For the past few months, there has been a movement in the state to draft Pete into running for the US Senate. As an active-duty member of the armed services, Pete couldn’t participate in that effort or encourage it at all. Now that he has been discharged from active duty, however, Pete has embraced the idea and will announce this week that he will run in the Republican primary for the nomination to challenge incumbent Democratic Senator Amy Klobuchar. It’s a tough assignment, although hardly the toughest Pete has faced. Klobuchar has the power of the incumbency, plus a reputation as a moderate (which her voting record belies) and as a genuinely nice person (which is much more true).
Fortunately for me, I brought my camera rig to the MOB party to take a few pictures of the event, and managed to get Pete into a booth at the restaurant for an impromptu interview. Unfortunately, restaurants are pretty loud places and not known for bright lighting, so the interview is a little noisy, and the cinematography looks like something from a film noir of the 1960s. Still, the audio is plenty good enough to hear Pete talk about issues such as the budget, entitlement reform, military spending and policy, and how to campaign against a likeable incumbent like Amy Klobuchar. I promised Pete I wouldn’t take more than four minutes for the interview, but we had such a good conversation that we went almost twelve minutes:
- On running against Klobuchar: “The first thing you do is remind people how she actually votes. … She voted with Senator Obama 92% of the time, and Senator Franken 93% of the time.”

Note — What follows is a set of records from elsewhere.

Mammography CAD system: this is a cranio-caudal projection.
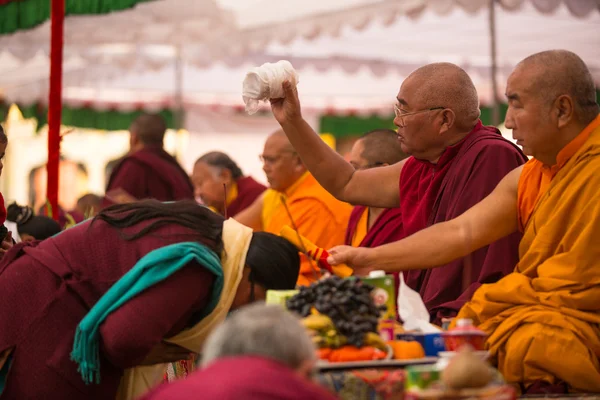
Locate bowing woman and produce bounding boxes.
[0,200,299,400]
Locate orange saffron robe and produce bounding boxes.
[458,116,600,393]
[262,172,352,286]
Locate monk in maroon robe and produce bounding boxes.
[103,115,194,207]
[271,63,526,323]
[0,201,299,400]
[192,151,267,217]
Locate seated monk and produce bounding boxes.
[330,50,600,393]
[236,131,352,285]
[103,115,194,207]
[345,129,408,298]
[192,151,267,217]
[271,63,527,324]
[0,200,300,400]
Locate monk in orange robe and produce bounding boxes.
[192,151,267,217]
[271,63,527,324]
[330,50,600,393]
[102,114,194,207]
[236,131,352,285]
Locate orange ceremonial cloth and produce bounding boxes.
[262,172,352,286]
[457,116,600,393]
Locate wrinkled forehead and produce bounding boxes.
[263,135,293,155]
[396,76,425,110]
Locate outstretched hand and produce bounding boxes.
[270,81,302,125]
[327,246,376,276]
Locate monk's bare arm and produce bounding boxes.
[281,118,405,208]
[366,167,523,272]
[233,192,266,231]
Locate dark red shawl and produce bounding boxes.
[400,122,527,323]
[227,176,267,217]
[0,221,214,400]
[140,356,337,400]
[105,146,194,205]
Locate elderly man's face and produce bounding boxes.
[394,79,443,158]
[504,67,558,159]
[261,135,303,192]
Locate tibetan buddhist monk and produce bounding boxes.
[0,200,299,399]
[104,114,194,206]
[0,125,13,258]
[345,129,408,304]
[271,63,526,323]
[236,131,352,285]
[345,129,408,247]
[331,50,600,393]
[192,151,267,217]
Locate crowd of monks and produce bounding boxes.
[2,50,600,392]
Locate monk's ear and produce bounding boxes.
[219,168,232,182]
[440,108,456,135]
[554,94,575,129]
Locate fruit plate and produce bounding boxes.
[317,357,438,371]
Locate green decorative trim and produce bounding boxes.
[0,103,176,131]
[0,0,152,35]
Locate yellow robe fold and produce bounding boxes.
[458,117,600,392]
[262,172,352,285]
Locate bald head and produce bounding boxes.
[129,114,167,145]
[360,129,408,166]
[196,151,244,180]
[513,50,599,124]
[399,63,480,130]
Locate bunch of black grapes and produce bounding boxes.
[286,276,386,347]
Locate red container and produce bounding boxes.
[442,319,487,351]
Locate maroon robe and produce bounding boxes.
[227,176,267,217]
[104,146,194,206]
[400,122,527,324]
[140,356,337,400]
[344,206,404,311]
[0,221,214,400]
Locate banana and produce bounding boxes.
[302,314,335,331]
[363,332,387,351]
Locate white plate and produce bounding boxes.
[317,357,438,371]
[438,350,490,361]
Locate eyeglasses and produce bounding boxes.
[258,151,296,165]
[394,104,446,128]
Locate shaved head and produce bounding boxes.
[359,129,408,165]
[129,114,167,145]
[398,63,480,130]
[194,151,244,179]
[514,50,599,124]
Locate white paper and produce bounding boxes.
[398,273,440,333]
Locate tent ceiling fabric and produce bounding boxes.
[0,0,600,114]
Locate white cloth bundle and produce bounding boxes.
[242,60,299,115]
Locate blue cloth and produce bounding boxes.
[71,242,224,384]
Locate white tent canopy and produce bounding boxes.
[0,0,600,113]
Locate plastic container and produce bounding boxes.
[396,332,446,357]
[442,319,487,351]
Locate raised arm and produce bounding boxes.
[271,82,404,208]
[330,167,523,275]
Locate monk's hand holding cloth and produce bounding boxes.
[327,246,375,276]
[271,80,302,125]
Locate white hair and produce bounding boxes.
[202,304,316,370]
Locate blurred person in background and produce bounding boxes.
[192,151,267,217]
[6,203,61,242]
[235,131,352,285]
[143,304,336,400]
[103,114,194,206]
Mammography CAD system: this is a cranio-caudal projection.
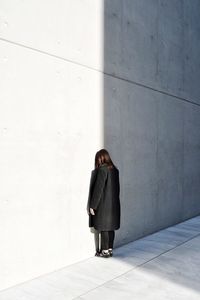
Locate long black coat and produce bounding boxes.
[87,164,120,231]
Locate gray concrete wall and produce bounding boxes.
[104,0,200,245]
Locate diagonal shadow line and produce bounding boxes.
[72,233,200,300]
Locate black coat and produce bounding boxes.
[87,164,120,231]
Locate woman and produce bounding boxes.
[87,149,120,258]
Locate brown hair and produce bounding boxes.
[95,149,115,169]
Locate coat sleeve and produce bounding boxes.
[90,168,107,209]
[87,170,96,214]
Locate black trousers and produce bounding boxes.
[94,230,115,252]
[101,230,115,250]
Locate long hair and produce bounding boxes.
[95,149,115,169]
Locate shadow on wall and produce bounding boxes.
[104,0,200,246]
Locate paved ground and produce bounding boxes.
[0,216,200,300]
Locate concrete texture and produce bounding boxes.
[0,0,103,289]
[104,0,200,245]
[0,217,200,300]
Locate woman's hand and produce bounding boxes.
[90,208,95,216]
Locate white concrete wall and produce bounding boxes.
[104,0,200,245]
[0,0,103,289]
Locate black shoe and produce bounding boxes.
[99,251,110,258]
[108,250,113,257]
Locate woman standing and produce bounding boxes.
[87,149,120,258]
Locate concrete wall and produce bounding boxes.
[104,0,200,245]
[0,0,103,289]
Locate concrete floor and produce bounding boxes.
[0,216,200,300]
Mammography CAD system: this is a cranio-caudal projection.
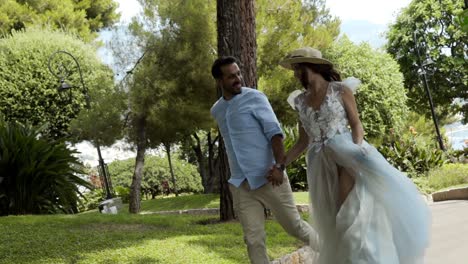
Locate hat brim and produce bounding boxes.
[279,57,333,70]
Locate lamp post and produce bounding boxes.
[413,31,445,151]
[47,50,112,199]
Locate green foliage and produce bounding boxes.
[387,0,468,122]
[70,84,128,146]
[0,0,119,41]
[0,30,114,138]
[324,37,408,138]
[109,155,203,198]
[256,0,340,125]
[0,119,91,215]
[283,126,308,191]
[378,130,448,177]
[413,163,468,193]
[79,188,105,212]
[114,186,130,203]
[449,147,468,163]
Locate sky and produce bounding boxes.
[110,0,411,48]
[82,0,411,166]
[76,0,460,166]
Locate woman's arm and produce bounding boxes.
[341,88,364,145]
[284,121,309,166]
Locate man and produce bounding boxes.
[211,57,315,264]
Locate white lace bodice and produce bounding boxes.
[288,82,349,144]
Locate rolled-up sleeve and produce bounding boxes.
[252,93,284,140]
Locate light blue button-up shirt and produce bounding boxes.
[211,87,284,190]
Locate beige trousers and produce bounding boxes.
[229,178,314,264]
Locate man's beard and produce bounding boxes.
[299,72,309,89]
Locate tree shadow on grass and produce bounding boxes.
[0,214,264,263]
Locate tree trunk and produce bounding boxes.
[128,117,146,214]
[207,132,220,193]
[217,0,257,221]
[163,143,179,196]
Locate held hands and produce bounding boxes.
[267,166,284,186]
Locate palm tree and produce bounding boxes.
[0,117,92,215]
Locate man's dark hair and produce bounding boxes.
[211,56,237,79]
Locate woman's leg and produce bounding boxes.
[338,166,355,208]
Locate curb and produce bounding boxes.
[431,187,468,202]
[271,246,316,264]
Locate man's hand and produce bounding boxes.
[267,166,284,186]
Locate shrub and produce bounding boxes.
[378,128,448,178]
[0,117,91,215]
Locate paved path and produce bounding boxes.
[425,201,468,264]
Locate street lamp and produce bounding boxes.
[413,31,445,151]
[48,50,112,199]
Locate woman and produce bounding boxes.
[280,48,431,264]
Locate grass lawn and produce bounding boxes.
[0,212,302,264]
[141,192,309,213]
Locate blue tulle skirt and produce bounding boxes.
[307,133,431,264]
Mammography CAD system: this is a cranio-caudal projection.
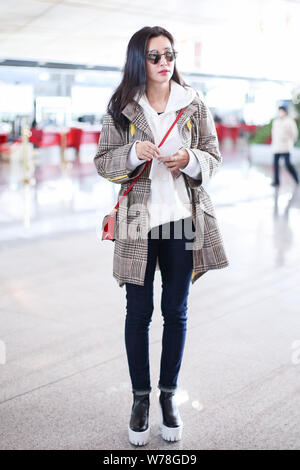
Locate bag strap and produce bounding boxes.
[114,108,185,209]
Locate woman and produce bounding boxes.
[94,26,229,445]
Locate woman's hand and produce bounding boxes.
[158,149,190,174]
[135,140,160,160]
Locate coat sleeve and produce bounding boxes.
[187,99,222,188]
[94,113,146,184]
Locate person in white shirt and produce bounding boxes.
[94,26,228,445]
[271,106,299,186]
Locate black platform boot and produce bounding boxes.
[159,390,183,441]
[128,392,150,446]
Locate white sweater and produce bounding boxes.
[127,80,201,230]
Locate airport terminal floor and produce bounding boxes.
[0,140,300,450]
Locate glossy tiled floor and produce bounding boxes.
[0,141,300,449]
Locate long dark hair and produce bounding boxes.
[107,26,187,131]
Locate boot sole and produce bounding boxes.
[128,424,150,446]
[159,402,183,441]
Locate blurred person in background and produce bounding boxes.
[271,106,299,186]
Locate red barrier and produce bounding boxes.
[29,127,100,152]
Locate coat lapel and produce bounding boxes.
[122,103,154,143]
[122,102,197,143]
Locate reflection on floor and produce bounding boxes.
[0,141,300,450]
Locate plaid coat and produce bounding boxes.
[94,94,229,287]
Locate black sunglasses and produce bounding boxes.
[145,51,178,64]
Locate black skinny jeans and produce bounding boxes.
[125,217,195,395]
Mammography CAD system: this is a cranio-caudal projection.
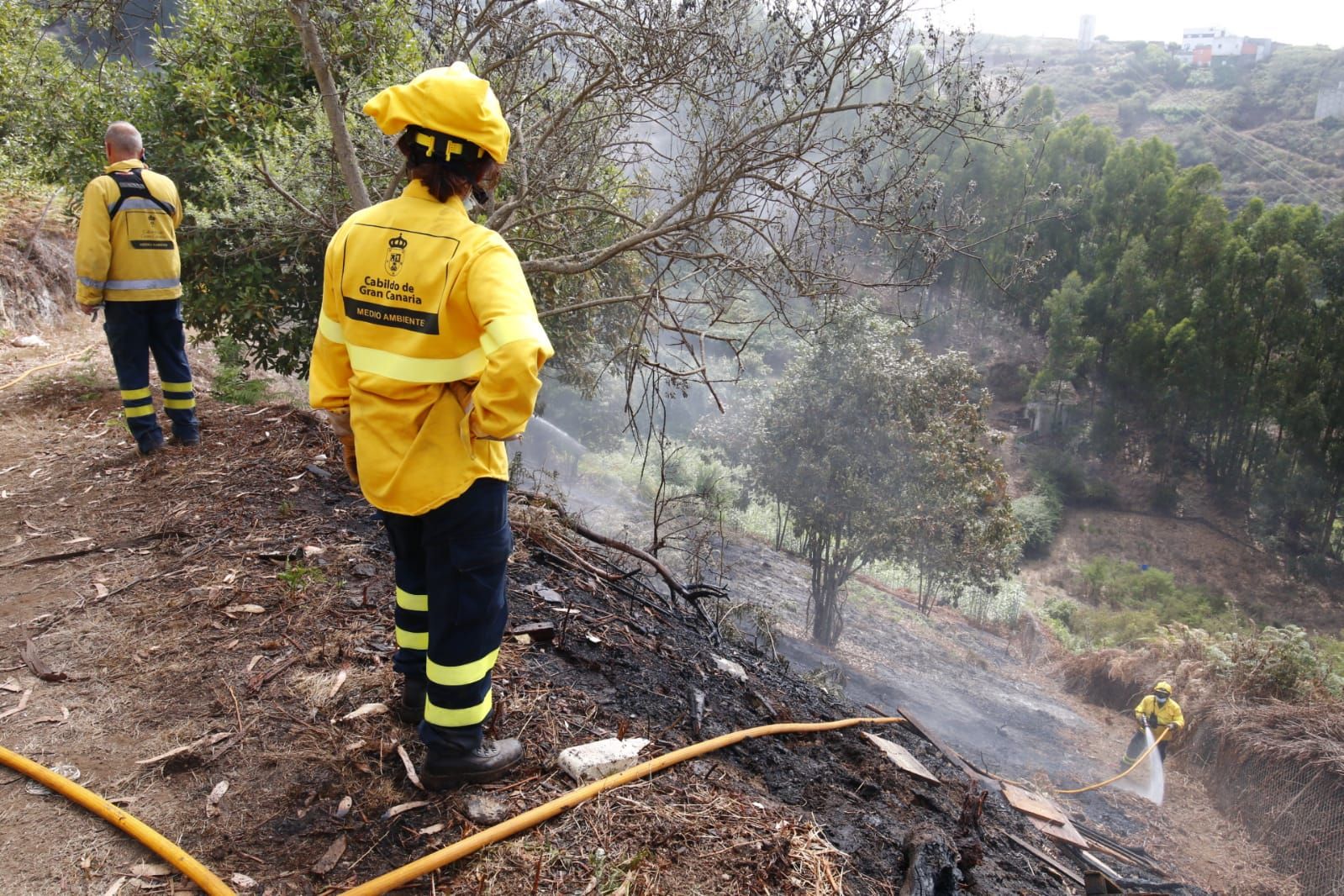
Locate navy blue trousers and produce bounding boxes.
[382,480,514,754]
[103,298,200,453]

- On the moment: “These are times of incredible consequence. There’s a lot of big, important things happening in our country. And we need representation that’s willing to roll our sleeves up and get dirty on those tough issues. Often with Senator Klobuchar, you have her taking on the easy issues.”
- Taxes: “Reform and simplify. … The only people who understand the tax code are the regulators … and the people who can take advantage of that tax code are the people who can afford to pay the lawyers.”
- Entitlements: “We’re driving off a cliff. Either we make the tough choices now, or they’re going to be made for us.”
- ObamaCare: “Complete repeal. Replace it with something that’s patient-centered, market oriented … We don’t need government making those calls for us and mandating [them].”
- Defense cuts: “Across-the-board blanket cuts are not the way to go. … There are places — we could look at how we procure our weapons systems, for instance. I think it takes someone who has been there, seen it — seen how our military works. … The world’s still a dangerous place, and if not America, then who?”
- Global security mission: “The unfortunately reality, as you know, is that most of the Western world has checked out. Europe is piggybacking on our defense infrastructure. They don’t have the ability to project power or defend interests around the world. So if we check out, then freedom and democracy around the world in many ways checks out.”
Be sure to watch it all. If you want to support Pete Hegseth in the primary, be sure to visit his campaign website, PeteForSenate.com. While you’re at it, thank his family who only got Pete to themselves for two weeks before he volunteered for his next service tour for his state and nation.
Update: I originally wrote that Pete was “founder of Vets for Freedom,” but of course he was one of the founders, and not the only one, as a commenter rightly points out. I’ve fixed the reference above.